What I would like to see in the future is that MapReduce capability is integrated with functional programming in such a way that calling a map/reduce function on a typed collection that recognizes that the typed collection is backed by a NoSQL database that it seamlessly spawns the function to the NoSQL stores in a MapReduce fashion.

I want to do something like the following:

Seq.map myfunc myRiakCollection

and the compiler/runtime will automatically convert myfunc into an appropriate form to run on all the data nodes and returns the results. But since we're not there yet, we need to do a little more work.

Some additional items to note, Riak Handbook warns that:

MapReduce in Riak is not exactly the same as Hadoop, where you can practically analyze an infinite amount of data. In Riak, data is pulled out of the system to be analyzed. That alone sets the boundaries of what's possible.

This is further reinforced by this following mailing list entry in a response from Sean Cribbs, developer advocate from Basho:

...Riak's MapReduce is designed for low-latency queries, but it's also designed for "targeted" queries where you don't slurp the entire contents of a bucket from disk. Structure your data so that you can know -- or deterministically guess -- what keys should be involved in your query. Then you won't be trying to fetch and filter all of the data all the time.

I wanted to point this out as this goes against my mental model of how MapReduce should work.

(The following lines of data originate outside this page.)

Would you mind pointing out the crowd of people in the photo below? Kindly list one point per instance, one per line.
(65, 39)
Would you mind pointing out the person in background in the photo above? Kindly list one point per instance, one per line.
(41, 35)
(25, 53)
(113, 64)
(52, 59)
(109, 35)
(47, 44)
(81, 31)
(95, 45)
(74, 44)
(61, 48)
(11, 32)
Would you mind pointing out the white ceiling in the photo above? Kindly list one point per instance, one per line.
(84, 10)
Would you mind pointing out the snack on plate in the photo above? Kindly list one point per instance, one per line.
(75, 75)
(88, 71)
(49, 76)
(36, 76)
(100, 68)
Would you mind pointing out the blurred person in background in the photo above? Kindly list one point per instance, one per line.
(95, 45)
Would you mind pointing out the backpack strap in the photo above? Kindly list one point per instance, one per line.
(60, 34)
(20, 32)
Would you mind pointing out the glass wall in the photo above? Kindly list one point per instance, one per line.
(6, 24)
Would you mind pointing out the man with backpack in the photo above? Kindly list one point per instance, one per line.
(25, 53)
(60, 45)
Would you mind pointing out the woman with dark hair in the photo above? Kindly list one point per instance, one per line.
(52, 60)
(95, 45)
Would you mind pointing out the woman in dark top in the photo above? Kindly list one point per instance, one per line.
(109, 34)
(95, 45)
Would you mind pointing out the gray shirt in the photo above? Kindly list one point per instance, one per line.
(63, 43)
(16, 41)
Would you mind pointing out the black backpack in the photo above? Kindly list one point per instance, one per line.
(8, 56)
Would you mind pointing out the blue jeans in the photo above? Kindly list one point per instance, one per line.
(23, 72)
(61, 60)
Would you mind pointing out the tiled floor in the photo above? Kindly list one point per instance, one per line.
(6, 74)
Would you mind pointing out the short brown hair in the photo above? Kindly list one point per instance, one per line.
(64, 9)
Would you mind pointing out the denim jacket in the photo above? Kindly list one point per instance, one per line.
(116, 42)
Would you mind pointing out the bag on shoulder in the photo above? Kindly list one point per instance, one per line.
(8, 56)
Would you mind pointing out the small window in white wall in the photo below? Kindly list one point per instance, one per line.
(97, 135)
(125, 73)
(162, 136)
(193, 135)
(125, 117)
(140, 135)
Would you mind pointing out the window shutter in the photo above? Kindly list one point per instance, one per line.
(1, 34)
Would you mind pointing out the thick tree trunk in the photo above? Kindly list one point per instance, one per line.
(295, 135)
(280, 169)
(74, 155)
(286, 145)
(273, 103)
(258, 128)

MapReduce with CorrugatedIron

In this particular example, I will use the Javascript example from the book. First, we'll define some helper functions that provides some syntatic sugar in working with the CorrugatedIron's fluent interface:

// Helper function for CorrugatedIron's job inputs for bucket/key pairs only.
let setinputs data (q:RiakMapReduceQuery) = 
    let inputs = new RiakBucketKeyInput()

    data
    |> List.iter( fun (bucket,key) -> inputs.AddBucketKey(bucket,key)) 

    q.Inputs(inputs)

//  Helper function mapping Javascript functions
let mapjs  src keep (q:RiakMapReduceQuery) =
    q.MapJs(fun m -> m.Source(src).Keep(keep) |> ignore)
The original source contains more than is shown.